Computing Skills for Biologists: A toolbox, by Stefano Allesina and Madlen Wilmes. HIGHLY RECOMMENDED, and we have free access through the McMaster library. This book provides a nice, gentle introduction to the basic computational skills all biologists should have. In particular, with introduction to using the UNIX command line, shell scripting, basic python
programming, regular expressions, working on remote machines and a few other topics. The book is written to be agnostic with respect to discipline (i.e. it is not a bioinformatics book per se), but does a great job of being both very accessible and immediately useful. If you plan to continue in computational research, this is a fantastic resource.

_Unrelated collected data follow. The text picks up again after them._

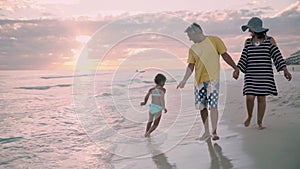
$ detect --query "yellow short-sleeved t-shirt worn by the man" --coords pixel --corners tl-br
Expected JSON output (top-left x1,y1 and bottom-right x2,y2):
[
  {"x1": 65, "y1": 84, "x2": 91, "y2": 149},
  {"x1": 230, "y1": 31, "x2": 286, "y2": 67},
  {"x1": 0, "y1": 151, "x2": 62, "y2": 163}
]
[{"x1": 187, "y1": 36, "x2": 227, "y2": 84}]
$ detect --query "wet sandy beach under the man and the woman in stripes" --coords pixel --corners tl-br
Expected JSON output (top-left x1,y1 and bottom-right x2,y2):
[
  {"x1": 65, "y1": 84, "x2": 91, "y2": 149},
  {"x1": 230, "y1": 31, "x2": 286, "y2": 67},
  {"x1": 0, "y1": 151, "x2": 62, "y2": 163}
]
[{"x1": 111, "y1": 66, "x2": 300, "y2": 169}]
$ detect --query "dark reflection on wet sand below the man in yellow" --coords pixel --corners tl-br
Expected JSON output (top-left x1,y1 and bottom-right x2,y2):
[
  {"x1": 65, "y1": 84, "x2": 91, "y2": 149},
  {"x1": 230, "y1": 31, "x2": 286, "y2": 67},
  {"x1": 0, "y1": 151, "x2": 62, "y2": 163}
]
[{"x1": 207, "y1": 139, "x2": 233, "y2": 169}]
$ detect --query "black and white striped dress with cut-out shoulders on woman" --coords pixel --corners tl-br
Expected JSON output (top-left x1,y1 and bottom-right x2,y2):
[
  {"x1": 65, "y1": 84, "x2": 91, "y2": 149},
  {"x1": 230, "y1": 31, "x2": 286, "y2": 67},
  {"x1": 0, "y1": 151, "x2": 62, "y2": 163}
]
[{"x1": 238, "y1": 37, "x2": 286, "y2": 96}]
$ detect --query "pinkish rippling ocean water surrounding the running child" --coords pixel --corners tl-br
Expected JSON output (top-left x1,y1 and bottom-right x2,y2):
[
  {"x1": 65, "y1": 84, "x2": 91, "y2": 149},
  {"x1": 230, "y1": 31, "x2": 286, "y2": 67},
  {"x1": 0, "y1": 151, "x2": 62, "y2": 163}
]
[{"x1": 0, "y1": 69, "x2": 244, "y2": 169}]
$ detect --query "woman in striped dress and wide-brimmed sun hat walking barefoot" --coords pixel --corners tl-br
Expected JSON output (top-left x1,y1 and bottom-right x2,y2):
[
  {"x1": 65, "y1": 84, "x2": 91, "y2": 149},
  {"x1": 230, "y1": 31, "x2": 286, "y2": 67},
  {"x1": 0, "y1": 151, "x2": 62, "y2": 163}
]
[{"x1": 238, "y1": 17, "x2": 292, "y2": 129}]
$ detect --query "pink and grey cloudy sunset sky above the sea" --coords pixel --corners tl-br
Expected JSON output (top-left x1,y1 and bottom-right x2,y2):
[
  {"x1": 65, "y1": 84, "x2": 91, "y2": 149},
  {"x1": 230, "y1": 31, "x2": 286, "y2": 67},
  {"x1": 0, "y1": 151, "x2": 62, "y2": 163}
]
[{"x1": 0, "y1": 0, "x2": 300, "y2": 70}]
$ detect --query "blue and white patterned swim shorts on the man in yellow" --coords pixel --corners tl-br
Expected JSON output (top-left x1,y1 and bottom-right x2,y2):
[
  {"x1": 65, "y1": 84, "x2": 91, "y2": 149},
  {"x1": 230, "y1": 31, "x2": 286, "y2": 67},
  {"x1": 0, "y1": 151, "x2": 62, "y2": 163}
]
[{"x1": 194, "y1": 80, "x2": 219, "y2": 110}]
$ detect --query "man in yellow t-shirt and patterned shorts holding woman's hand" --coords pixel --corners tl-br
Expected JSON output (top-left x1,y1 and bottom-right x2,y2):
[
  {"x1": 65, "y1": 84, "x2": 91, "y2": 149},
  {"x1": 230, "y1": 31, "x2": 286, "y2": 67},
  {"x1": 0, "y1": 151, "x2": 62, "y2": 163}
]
[{"x1": 177, "y1": 23, "x2": 239, "y2": 140}]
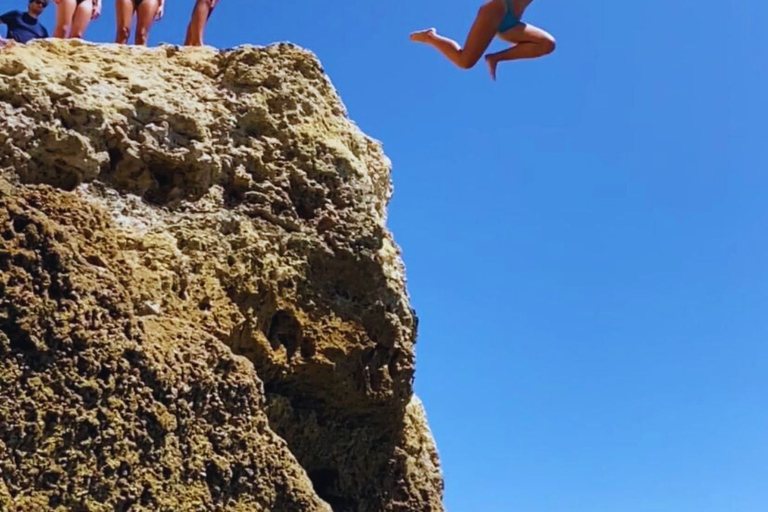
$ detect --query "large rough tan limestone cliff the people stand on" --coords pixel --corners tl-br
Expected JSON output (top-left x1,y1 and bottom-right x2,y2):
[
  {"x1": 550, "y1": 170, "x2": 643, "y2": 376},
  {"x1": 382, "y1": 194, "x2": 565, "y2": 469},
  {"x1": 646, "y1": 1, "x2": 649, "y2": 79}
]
[{"x1": 0, "y1": 41, "x2": 443, "y2": 512}]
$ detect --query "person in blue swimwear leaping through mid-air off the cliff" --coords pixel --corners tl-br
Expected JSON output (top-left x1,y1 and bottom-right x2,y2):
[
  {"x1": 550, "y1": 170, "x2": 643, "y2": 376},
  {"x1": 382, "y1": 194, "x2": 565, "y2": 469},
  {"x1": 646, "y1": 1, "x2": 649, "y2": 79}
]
[{"x1": 411, "y1": 0, "x2": 555, "y2": 80}]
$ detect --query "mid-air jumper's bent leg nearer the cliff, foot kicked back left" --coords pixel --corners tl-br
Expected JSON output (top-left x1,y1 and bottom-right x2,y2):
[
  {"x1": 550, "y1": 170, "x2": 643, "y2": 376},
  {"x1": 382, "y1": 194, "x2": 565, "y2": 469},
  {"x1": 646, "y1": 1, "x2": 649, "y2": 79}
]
[{"x1": 411, "y1": 0, "x2": 504, "y2": 69}]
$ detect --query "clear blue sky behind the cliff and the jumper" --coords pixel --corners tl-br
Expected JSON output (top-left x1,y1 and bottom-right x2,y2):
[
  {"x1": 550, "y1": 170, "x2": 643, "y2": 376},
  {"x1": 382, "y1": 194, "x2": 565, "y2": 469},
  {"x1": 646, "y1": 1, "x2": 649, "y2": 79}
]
[{"x1": 16, "y1": 0, "x2": 768, "y2": 512}]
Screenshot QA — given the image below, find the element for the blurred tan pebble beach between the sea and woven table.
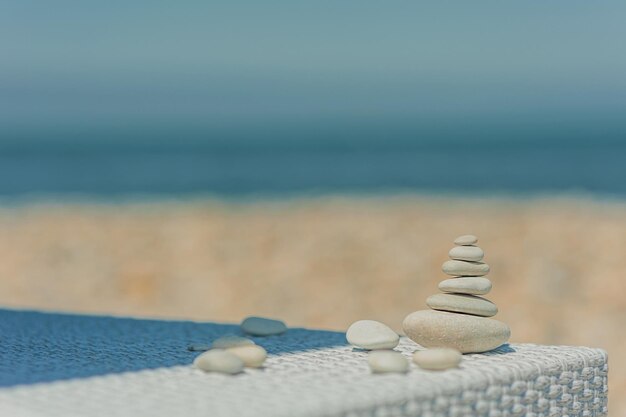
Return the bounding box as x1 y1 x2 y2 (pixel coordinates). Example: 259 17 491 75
0 195 626 416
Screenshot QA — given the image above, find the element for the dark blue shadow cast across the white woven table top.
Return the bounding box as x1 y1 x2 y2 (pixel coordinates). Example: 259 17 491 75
0 309 347 387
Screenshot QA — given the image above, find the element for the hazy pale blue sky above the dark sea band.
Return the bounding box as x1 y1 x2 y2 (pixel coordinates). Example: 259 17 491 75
0 0 626 140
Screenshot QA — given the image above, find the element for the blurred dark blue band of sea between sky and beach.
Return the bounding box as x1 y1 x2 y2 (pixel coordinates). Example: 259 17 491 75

R tutorials and screencasts. A link to the exercises, in-class activities, playlists for screencasts I have put together for the R
tutorials. I will also be putting assignments up here. I will be adding more as the semester progresses. Mostly we will be using the excellent Datacamp online interactive 'courses' for the introductory stuff, and moving on from there.
For Brian's section. This will have pertinent links to Brian's section of the course.
Week 1 - BDS Chapter 1, Chapter 2 pages 21-30, Chapter 3 pages 37-45, Chapter 4 pages 57-59.
Also check out here for a review of organizing computational data analysis projects. You don't need to read about version control or using markdown yet.
Week 2 (Beginning R) - Start with DataCamp assignments (Courses Introduction To R and Intermediate R). Associated readings in BDS chapter 8 pages 175-206.
Week 3 - Chapter 3 pages 45 - 56, Chapter 7 125 - 156. Maybe also worth looking at pages 395 - 398 in Chapter 12.
Week 4 - (NOTE, regular expressions are now being done by Brian) Chapter 7 140-145, 157-169 might be really useful. I also recommend the first tutorial on regular expressions listed here. This takes you gently through regular expressions and within an hour you will realize what amazing things you can do.
Week 5 - Plotting..
Week 6 - For more information on some of the basic file types used in genomics (.fastq, .SAM, .BAM) see chapter 10 (only 13 pages) and chapter 11 (pages 355-365) in BDS. I also suggest reading chapter 6 (pages 109-115).
Week 1:
Welcome to BIO720 - slides or markdown
Short introduction to reproducible research - slides or markdown
Time permitting some activities introducing R.
Week 2: Monday
-
Pseudo-code.
-
Working with data in R using your new skills.
-- You will want to be able to access this script to download the RNAseq data we will be playing with
Week 3:
PLEASE NOTE THE ROOM CHANGE for Monday, ETB 227
- Monday and Tuesday (control flow)
Week 4:
-
Monday (making and breaking functions, in class activity)
-
Tuesday, working with strings in
R
.
Week 5: Plotting
Week 6: bioconductor, and simulations (?)